17 abril 2015

O candidato


Toda a gente lhe dizia para ler os sinais e esperar pela vaga de fundo. Ficou intrigado com estas referências e isso não ajudou a tranquilizá-lo. Sobre a vaga de fundo tinha dúvidas, até porque achava que isso era pouco lógico, uma vez que nos aproximávamos de uma fase do ano em que as vagas, de fundo ou não, começavam tendencialmente a diminuir de intensidade, excepto na maré cheia, mas para isso já estava preparado. Quanto aos sinais a coisa ainda era pior, embora fosse uma área em que se sentia mais à vontade. No momento, e para dizer a verdade, os sinais para serem lidos não abundavam ou, hipótese a considerar, provavelmente ainda não teriam sido escritos ou publicados, admitindo-se aqui que a forma de divulgação seria a escrita. Caso os sinais fossem audiovisuais, teria que estar atento e ver como eram: com mais cor ou menos ruído, mas sempre significantes. Mantinha-se alerta, contudo.
E foi nesse estado, de alerta, que ao olhar em frente viu a pichagem no muro: «Rasga tudo. Menos o jornal». Ficou intrigado. Como slogan era apelativo, mas tinha receio que fosse um tudo-nada radical, por isso teria que ter cuidado, pois não queria alienar ninguém, sobretudo as pessoas ligadas à área das roupas, que eram muitas e com aspirações legítimas, muitas delas fundadas em raízes familiares e geográficas com pergaminhos.
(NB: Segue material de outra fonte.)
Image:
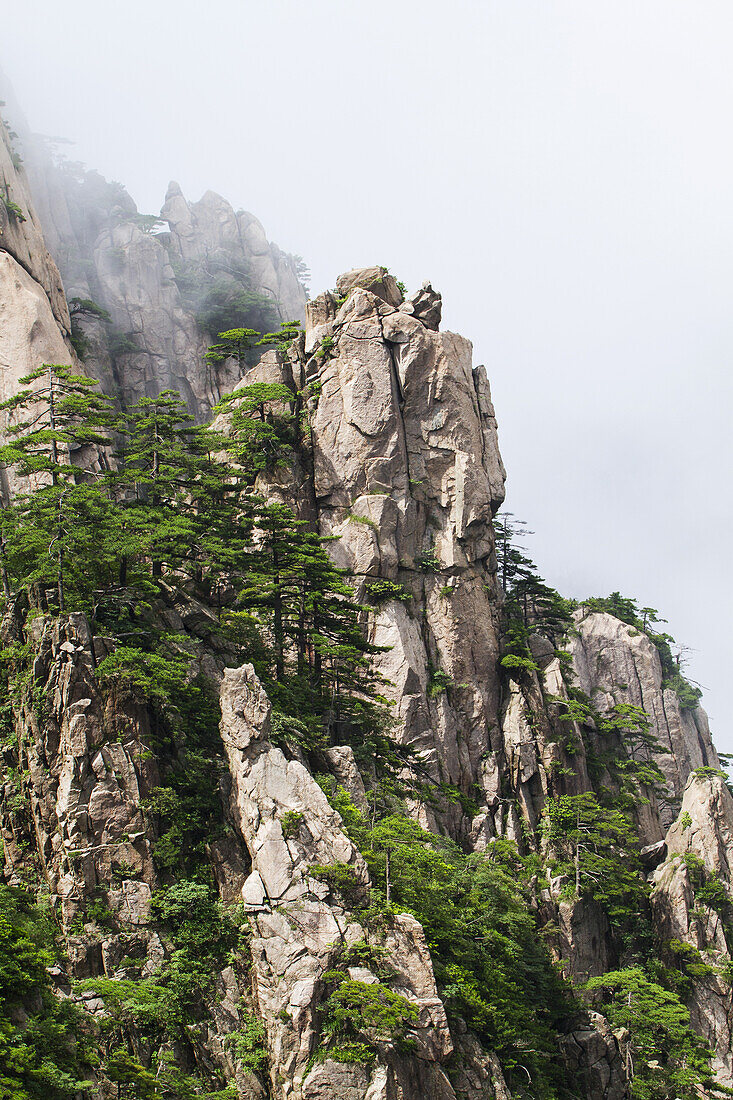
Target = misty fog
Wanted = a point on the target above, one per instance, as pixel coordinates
(561, 172)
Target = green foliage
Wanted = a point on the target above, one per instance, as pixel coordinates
(43, 1049)
(529, 604)
(262, 426)
(340, 878)
(226, 304)
(597, 849)
(249, 1043)
(358, 1012)
(51, 532)
(489, 960)
(669, 1058)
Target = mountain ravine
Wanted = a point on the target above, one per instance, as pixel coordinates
(314, 790)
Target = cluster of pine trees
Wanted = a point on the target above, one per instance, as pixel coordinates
(108, 506)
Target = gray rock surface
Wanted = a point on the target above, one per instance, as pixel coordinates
(152, 282)
(616, 663)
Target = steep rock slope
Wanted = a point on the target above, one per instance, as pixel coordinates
(400, 464)
(167, 285)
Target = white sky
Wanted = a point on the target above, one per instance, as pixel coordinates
(561, 171)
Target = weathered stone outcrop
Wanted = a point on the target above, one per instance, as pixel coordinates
(88, 769)
(301, 926)
(21, 234)
(407, 475)
(616, 663)
(152, 283)
(700, 843)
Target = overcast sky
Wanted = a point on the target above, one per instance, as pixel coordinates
(561, 171)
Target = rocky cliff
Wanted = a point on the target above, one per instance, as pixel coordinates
(397, 466)
(150, 294)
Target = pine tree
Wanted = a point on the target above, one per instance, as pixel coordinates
(56, 530)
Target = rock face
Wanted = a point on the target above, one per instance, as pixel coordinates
(402, 473)
(616, 663)
(407, 475)
(302, 928)
(160, 288)
(699, 845)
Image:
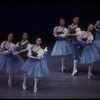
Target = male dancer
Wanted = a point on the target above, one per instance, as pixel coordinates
(75, 31)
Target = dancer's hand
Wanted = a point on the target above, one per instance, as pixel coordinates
(79, 39)
(45, 49)
(15, 53)
(1, 53)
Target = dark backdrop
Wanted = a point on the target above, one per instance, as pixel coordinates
(40, 17)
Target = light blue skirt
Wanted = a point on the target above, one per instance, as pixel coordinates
(35, 67)
(10, 63)
(91, 53)
(61, 47)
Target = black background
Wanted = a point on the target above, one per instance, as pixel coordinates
(38, 18)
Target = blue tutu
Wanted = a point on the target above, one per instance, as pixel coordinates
(90, 54)
(61, 47)
(35, 67)
(10, 63)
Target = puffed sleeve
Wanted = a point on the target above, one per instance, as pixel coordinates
(90, 38)
(55, 30)
(29, 48)
(97, 23)
(81, 33)
(2, 44)
(17, 45)
(40, 52)
(65, 32)
(78, 31)
(10, 49)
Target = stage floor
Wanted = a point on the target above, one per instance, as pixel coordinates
(56, 85)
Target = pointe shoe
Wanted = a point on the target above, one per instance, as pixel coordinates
(9, 82)
(74, 72)
(24, 86)
(35, 89)
(62, 68)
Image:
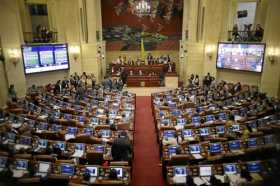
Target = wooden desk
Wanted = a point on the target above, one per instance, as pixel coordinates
(143, 81)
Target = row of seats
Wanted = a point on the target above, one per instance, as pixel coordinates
(198, 132)
(50, 137)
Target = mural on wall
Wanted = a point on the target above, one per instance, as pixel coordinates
(123, 28)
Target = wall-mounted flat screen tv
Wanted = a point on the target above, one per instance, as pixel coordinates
(241, 56)
(45, 58)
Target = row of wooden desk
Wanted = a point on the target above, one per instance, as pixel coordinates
(187, 147)
(58, 140)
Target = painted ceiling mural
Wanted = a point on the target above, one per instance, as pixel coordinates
(123, 29)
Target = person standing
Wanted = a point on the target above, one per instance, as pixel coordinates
(12, 93)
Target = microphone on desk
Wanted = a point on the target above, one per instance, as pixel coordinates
(86, 176)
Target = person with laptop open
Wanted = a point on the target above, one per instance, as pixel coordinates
(121, 148)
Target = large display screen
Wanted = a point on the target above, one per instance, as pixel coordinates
(241, 56)
(43, 58)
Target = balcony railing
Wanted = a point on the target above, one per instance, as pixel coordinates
(30, 37)
(245, 36)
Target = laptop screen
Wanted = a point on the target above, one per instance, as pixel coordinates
(119, 172)
(254, 167)
(196, 120)
(92, 171)
(3, 162)
(220, 129)
(180, 171)
(204, 131)
(21, 164)
(99, 148)
(43, 143)
(222, 116)
(235, 145)
(43, 167)
(215, 147)
(106, 133)
(169, 134)
(194, 149)
(230, 169)
(67, 169)
(205, 171)
(252, 142)
(210, 118)
(187, 133)
(80, 146)
(172, 150)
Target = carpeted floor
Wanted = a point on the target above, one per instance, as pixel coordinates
(146, 169)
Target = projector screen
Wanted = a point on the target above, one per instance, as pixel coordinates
(241, 56)
(45, 57)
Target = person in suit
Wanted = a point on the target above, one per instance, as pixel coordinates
(121, 148)
(57, 87)
(12, 93)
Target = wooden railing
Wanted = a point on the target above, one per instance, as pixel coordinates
(30, 37)
(244, 36)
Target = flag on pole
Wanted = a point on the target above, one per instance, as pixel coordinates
(142, 47)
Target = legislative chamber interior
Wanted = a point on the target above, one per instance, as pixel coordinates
(140, 92)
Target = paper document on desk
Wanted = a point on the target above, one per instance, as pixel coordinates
(198, 181)
(16, 125)
(78, 153)
(234, 178)
(197, 156)
(179, 179)
(92, 180)
(18, 173)
(178, 127)
(69, 136)
(41, 174)
(256, 176)
(43, 117)
(105, 140)
(189, 138)
(19, 146)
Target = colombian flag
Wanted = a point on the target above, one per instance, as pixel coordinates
(142, 47)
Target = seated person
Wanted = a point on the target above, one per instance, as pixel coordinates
(12, 93)
(121, 148)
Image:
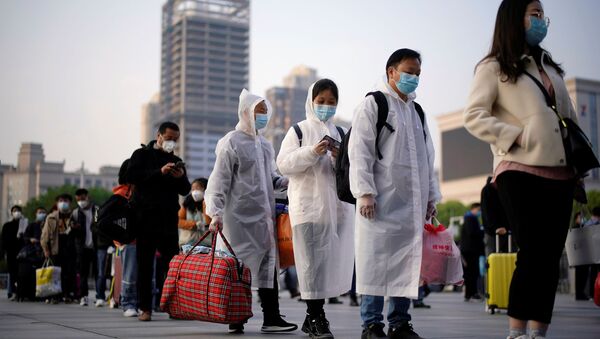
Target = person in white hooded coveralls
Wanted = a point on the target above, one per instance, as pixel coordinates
(240, 200)
(323, 226)
(395, 195)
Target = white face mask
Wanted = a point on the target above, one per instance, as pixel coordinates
(169, 145)
(197, 195)
(83, 203)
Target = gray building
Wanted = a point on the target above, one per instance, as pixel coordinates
(466, 162)
(288, 103)
(149, 120)
(33, 176)
(204, 67)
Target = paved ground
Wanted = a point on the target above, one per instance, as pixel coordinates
(449, 317)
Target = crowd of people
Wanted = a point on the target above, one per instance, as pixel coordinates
(376, 243)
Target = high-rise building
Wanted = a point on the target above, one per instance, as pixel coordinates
(466, 162)
(288, 103)
(150, 116)
(33, 176)
(205, 47)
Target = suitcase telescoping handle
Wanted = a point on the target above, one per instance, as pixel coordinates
(509, 242)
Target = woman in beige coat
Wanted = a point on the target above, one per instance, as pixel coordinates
(508, 110)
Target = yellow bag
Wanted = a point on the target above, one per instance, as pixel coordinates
(47, 280)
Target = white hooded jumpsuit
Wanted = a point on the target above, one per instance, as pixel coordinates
(240, 190)
(388, 247)
(323, 226)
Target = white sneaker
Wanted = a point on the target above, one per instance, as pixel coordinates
(129, 313)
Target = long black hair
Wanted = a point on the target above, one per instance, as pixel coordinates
(509, 43)
(189, 203)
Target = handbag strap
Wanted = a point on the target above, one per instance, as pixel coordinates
(548, 98)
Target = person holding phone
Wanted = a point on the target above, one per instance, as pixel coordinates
(323, 226)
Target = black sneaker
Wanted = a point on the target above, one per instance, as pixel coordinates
(236, 328)
(317, 328)
(277, 324)
(404, 331)
(373, 331)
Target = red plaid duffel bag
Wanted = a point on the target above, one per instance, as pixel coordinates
(207, 287)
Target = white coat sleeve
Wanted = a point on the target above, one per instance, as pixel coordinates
(361, 149)
(219, 182)
(477, 116)
(293, 158)
(434, 191)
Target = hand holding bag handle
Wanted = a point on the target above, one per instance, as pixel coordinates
(578, 148)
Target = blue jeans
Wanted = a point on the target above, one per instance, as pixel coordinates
(128, 298)
(100, 277)
(371, 309)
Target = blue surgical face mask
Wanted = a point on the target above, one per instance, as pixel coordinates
(537, 31)
(407, 83)
(40, 216)
(261, 120)
(324, 112)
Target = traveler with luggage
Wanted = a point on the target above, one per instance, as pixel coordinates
(395, 186)
(159, 177)
(240, 200)
(507, 108)
(323, 225)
A parte do jornal agradava-lhe e estava mais sintonizada com uma candidatura que se queria aberta e abrangente, embora tivesse que incluir também outros meios, como a televisão, pois era importante chegar às franjas que só tinham acesso a este meio de comunicação de massas, que também abrangia os feijões, as batatas e os arrozes, tradicionalmente um eleitorado com um perfil mais conservador.
Quanto às novas tecnologias estava à-vontade, era um domínio em que se sentia confortável e a frase da pichagem não colocava esse universo em causa, por manifestamente não se lhe referir, pelo menos em sentido literal: não era rasgável e não tinha o aspecto de um jornal, embora às vezes lhe fizesse aproximações (de longe). Mas faltava-lhe o papel e esse pormenor dizia muito. Tinha que ter cuidado, no entanto, e usar de muita subtileza neste domínio, que era vasto e fluido. Com jeito, a parte do «rasgar tudo» podia ir numa direcção que lhe interessava e que dizia muito a este universo de eleitores que surfava nas novas tecnologias, que sempre se viam como pioneiros, inovadores e modernos – o futuro, está bem de ver. E ele estava com o futuro.
Apesar das reticências iniciais, que eram compreensíveis, agora as coisas pareciam bem encaminhadas, se bem que continuasse a manter relutância em relação à vaga de fundo, coisa que procuraria ultrapassar numa fase mais técnica, depois de consultar o mapa das marés e de parecer do instituto que supervisionava as coisas em matéria de clima. Mas a decisão estava tomada: iria avançar!
De imediato começou a tratar das questões do financiamento. Como primeiro gesto, altamente simbólico, pediu dinheiro a uma amiga para comprar o jornal.